Personal details
- Born: February 7, 1905 Xishui, Hubei, China
- Died: November 8, 1997 (aged 92) Beijing, China
- Party: China Democratic League
- Alma mater: University of Paris
- Occupation: Translator, scholar

= Wen Jiasi =

Chinese translator (1905–1997)

Wen Jiasi (闻家驷; February 7, 1905 – November 8, 1997), originally named Wen Ji, was a Chinese scholar of French literature and translator. A native of Xishui, Hubei Province, he was the younger brother of the poet Wen Yiduo. Wen was a prominent figure in the study and translation of French literature in China and played an active role in intellectual and political circles, serving in positions within the China Democratic League and national and municipal legislative bodies. He is the younger brother of Wen Yiduo.

== Biography ==
Wen received a traditional education in his early years under the guidance of his father in a private school. Influenced by his brother Wen Yiduo, he began reading modern publications such as New Citizen Journal (Xinmin Congbao). In 1919, he went to Wuhan, where he studied at a missionary secondary school from 1919 to 1921, followed by the Hankou French School from 1921 to 1923. He later continued preparatory studies in French at Aurora University in Shanghai from 1923 to 1925.

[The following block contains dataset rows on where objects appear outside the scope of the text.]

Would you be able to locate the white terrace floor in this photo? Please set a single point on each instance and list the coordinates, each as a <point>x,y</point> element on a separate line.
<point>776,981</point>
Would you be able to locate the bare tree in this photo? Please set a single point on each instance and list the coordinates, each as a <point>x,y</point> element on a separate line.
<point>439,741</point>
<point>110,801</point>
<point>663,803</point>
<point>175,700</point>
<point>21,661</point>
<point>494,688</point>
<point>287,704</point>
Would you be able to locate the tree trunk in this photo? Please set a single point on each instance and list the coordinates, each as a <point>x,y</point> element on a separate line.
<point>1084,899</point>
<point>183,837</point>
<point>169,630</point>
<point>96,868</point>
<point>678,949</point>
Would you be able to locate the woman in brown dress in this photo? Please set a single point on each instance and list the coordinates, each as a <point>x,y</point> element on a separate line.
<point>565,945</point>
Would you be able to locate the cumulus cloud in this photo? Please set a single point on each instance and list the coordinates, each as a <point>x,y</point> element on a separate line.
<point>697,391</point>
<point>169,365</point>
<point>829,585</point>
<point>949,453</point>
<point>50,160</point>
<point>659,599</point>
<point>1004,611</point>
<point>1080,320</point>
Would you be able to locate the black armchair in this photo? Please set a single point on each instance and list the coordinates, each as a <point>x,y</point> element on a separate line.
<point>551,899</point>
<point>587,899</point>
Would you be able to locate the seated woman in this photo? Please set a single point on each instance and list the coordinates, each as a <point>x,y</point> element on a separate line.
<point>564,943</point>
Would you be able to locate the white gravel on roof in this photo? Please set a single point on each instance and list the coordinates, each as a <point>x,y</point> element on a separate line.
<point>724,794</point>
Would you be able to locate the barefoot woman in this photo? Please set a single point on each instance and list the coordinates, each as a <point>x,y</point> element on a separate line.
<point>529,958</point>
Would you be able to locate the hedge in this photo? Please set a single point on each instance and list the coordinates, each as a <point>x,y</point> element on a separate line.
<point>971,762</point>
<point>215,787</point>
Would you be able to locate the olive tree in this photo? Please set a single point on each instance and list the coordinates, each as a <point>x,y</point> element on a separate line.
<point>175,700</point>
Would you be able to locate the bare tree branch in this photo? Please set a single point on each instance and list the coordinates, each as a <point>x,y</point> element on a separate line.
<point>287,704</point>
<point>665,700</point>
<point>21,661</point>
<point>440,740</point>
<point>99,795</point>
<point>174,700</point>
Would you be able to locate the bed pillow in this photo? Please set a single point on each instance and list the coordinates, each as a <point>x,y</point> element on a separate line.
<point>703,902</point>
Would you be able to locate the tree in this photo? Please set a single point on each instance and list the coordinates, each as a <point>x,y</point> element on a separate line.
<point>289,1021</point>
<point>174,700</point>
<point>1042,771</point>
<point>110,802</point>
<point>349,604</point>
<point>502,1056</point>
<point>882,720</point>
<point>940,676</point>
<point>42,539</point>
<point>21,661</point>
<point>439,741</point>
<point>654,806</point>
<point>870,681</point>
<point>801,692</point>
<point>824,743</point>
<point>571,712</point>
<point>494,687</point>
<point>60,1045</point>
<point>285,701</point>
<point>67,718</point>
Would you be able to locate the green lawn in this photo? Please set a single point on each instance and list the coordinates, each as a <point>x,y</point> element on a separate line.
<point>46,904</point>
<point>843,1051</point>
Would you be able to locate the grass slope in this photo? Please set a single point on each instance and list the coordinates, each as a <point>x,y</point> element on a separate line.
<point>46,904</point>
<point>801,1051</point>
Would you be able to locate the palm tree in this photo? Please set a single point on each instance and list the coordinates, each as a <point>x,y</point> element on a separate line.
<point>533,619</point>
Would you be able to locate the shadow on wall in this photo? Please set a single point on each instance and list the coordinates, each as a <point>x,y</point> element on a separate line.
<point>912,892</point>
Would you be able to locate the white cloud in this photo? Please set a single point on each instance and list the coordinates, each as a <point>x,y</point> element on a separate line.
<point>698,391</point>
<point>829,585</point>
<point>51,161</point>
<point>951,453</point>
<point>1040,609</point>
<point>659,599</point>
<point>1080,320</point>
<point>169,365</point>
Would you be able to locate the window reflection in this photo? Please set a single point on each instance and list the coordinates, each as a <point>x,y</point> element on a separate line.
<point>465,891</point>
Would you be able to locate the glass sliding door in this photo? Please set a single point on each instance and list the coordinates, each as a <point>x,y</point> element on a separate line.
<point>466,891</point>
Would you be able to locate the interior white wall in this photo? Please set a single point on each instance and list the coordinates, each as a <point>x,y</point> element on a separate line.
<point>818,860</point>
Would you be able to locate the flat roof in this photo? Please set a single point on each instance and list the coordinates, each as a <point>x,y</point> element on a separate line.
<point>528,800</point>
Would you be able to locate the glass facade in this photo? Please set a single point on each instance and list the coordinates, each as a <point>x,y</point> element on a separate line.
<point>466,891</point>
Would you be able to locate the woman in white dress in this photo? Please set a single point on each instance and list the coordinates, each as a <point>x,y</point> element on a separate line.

During the May Thirtieth Movement in 1925, Wen participated in student protests and was expelled for joining a strike and refusing to take supplementary examinations. He subsequently engaged in self-study in Beijing, Wuhan, and his hometown. In 1926, he traveled to France at his own expense and enrolled at the University of Paris to study literature, but returned to China after one year due to financial difficulties. In 1931, he received government sponsorship from Hubei Province to resume his studies in France, enrolling at the University of Grenoble, where he specialized in French literature.

After returning to China in 1934, Wen began his academic career, serving as a lecturer in French at Peking University and the Beiping Art School. In 1938, he was appointed associate professor in the Department of Foreign Languages and Literatures at the National Southwestern Associated University in Kunming, and was later promoted to professor. In 1946, he returned to Beiping and resumed his professorship at Peking University, where he also taught at the Sino-French University. From 1949 to 1952, he served as a standing member of the university affairs committee and head of the Department of Western Languages at Peking University.

Wen joined the China Democratic League in 1944 while teaching at the National Southwestern Associated University and participated in the establishment of the Southwest Cultural Research Society under the leadership of the Chinese Communist Party's Southern Bureau. He later held a number of important positions within the League, including member of its central committee, standing committee member, and vice chairman. He also served as vice chairman of the Standing Committee of the Beijing Municipal People's Congress and as vice chairman of the Beijing Municipal Committee of the Chinese People's Political Consultative Conference. At the national level, he was a member of the 3rd National Committee of the Chinese People's Political Consultative Conference and a standing committee member of its 4th to 7th National Committees.

As a translator, Wen produced influential Chinese translations of major works of French literature, including selections of Victor Hugo's poetry and Stendhal's The Red and the Black. He also contributed to the compilation of major reference works such as A History of European Literature and the foreign literature volumes of the Encyclopedia of China. In 1982, he published an article in Guangming Daily titled "On Fully Recognizing the Hardship of Intellectual Labor", advocating greater recognition of the role of intellectuals in society.

Wen died in Beijing on November 8, 1997.